At this point, I can make a few general observations:
Ashtanga has made me far more body-aware than any other style of yoga I've worked with. Because I'm doing this practice six days a week and I'm doing the same series of poses every day, I really notice the small variations and changes in my body. I also notice, in a rather dramatic way, how diet effects how I feel in my practice. I don't have a big ethical or spiritual compunction about drinking alcohol. I just notice that it makes me feel rotten for days after drinking it. I don't like feeling rotten, so I don't drink it. Ditto with many foods. Whole foods makes my GI track happy.
Another interesting note: I'm back to my pre-Muffin-Era weight, but my body has changed in *dramatic* ways. Put simply, I've become much leaner and more muscular. The patterns of fat accumulation on my body have changed. I believe my metabolism has speeded up. Clothing that used to fit snug at this weight now hangs on me. I replaced most of my cold-weather clothes this winter and now I'm facing the reality of my summer wardrobe: it's too big. My smallest shorts are tent-like.
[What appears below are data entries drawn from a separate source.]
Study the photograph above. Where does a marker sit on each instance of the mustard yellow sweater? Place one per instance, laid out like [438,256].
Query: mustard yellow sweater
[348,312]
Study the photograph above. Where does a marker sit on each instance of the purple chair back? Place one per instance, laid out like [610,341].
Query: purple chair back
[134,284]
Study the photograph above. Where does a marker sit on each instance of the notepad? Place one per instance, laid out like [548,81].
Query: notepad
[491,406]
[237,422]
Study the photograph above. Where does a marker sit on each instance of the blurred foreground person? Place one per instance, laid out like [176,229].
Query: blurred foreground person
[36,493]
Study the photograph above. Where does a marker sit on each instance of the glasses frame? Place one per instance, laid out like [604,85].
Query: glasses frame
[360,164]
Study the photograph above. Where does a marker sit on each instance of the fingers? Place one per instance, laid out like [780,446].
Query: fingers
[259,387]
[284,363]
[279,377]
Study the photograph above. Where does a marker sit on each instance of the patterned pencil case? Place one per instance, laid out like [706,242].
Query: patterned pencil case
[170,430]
And I can't attribute these changes entirely to diet.
Doing Ashtanga yoga has had a positive impact on my health.
Which brings me to back to this web space: I first started this blog as a private journal on my computer, half-heartedly keeping track of my Ashtanga yoga practice. I originally planned to do Ashtanga for a month (I seriously didn't thing I would last even that long). After I kept at it and decided to go for 365 days, I went public and set up this blog. This, more than anything else, has kept me inspired to do the practice.
Principle #3: Be bold: tell the whole world. Set a goal, then tell all your friends. Life can be surprising; you may find support in places you never expected. You'll be far more motivated to stick with it if you are held accountable to other people. The blog worked for me because I knew that people were reading it. It felt less like an 'audience' and more like a support network.
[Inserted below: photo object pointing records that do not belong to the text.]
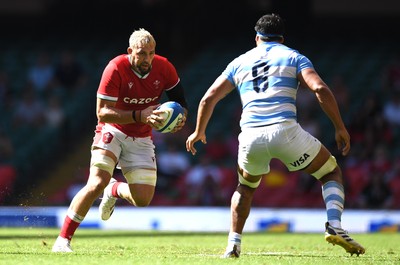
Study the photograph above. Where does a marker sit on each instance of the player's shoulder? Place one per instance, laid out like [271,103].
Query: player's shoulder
[160,59]
[119,59]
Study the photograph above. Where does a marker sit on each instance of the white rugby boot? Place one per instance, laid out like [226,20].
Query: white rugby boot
[62,245]
[340,237]
[108,201]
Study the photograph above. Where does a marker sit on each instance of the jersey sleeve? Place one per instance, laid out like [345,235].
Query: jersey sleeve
[109,83]
[303,63]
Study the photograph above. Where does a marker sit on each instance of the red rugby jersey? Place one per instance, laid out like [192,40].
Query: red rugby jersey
[119,83]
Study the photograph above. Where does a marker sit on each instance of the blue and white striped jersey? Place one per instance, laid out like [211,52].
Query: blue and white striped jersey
[266,79]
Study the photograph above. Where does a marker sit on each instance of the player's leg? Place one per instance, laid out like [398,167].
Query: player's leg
[138,165]
[326,170]
[140,187]
[80,205]
[253,164]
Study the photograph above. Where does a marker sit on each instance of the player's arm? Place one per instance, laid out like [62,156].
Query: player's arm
[309,78]
[108,113]
[217,91]
[177,94]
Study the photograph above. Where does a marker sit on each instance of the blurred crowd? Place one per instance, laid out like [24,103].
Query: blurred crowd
[371,170]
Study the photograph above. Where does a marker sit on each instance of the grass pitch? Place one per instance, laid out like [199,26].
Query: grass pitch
[32,246]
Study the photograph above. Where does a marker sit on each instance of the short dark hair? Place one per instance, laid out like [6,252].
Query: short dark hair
[270,27]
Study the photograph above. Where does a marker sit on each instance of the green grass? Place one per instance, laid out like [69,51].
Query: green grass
[33,246]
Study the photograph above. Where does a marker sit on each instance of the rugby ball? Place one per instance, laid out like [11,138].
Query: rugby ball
[173,113]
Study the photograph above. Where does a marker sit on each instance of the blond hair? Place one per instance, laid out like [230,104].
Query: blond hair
[141,37]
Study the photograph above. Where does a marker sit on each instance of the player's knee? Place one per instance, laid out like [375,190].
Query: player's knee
[141,176]
[329,167]
[102,162]
[247,183]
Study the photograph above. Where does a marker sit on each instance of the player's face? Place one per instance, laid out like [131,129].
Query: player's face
[142,57]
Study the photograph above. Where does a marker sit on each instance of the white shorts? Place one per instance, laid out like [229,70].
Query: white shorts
[286,141]
[132,153]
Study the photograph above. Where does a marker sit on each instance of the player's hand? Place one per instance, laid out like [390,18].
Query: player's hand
[192,139]
[343,141]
When making big lifestyle changes, the whole won't-everyone-think-I'm-boring? issue often comes up. I like to think I'm immune to what other people think, but in truth, I do care. The thing is, people will often rise to the occasion in the most wonderful ways. Generally, I've found that my posse doesn't really care if I drink beer or eat the same things they do when we're out. They like me for me. I'm 'fun' because I like to listen to people, tell funny stories and dance for hours on end. My eating/drinking habit don't define me as a person. I've come to realise that although the people in my life are interested and supportive of my goals and projects, what they really care about is ME.
Here's principle #4: Surround yourself with loving, supportive people. Get off the 'net and into the real world. Take some classes, join a bookclub, join a yoga shala, start a 'lunchtime walking group' at work, play Scrabble. Do the things you love and find other people who love those things.
And finally, one last thing...
Principle #5: Don't beat yourself up. Don't dwell on your failures, set realistic goals. Don't judge yourself, celebrate your successes. Be a supportive friend to yourself. And be mindful of your self-talk - that little voice that judges, criticizes, interrogates, keeps up an endless commentary about your life and your choices. You can change that voice and shift it to a more positive tone. It really does make a difference.
As one of my hockey buddies likes to say: Visualize! ;-)
Practice today: Handstand seems to be back. Everything else felt a bit off and I was exhausted. My heavy teaching schedule on Wed/Thurs really takes a lot out of me. I modified the practice to accommodate my sluggishness, backing off from the bind in Marichyasana D and skipping a vinyasa here and there. Sunday is a Moon Day, so I'll be back on Monday.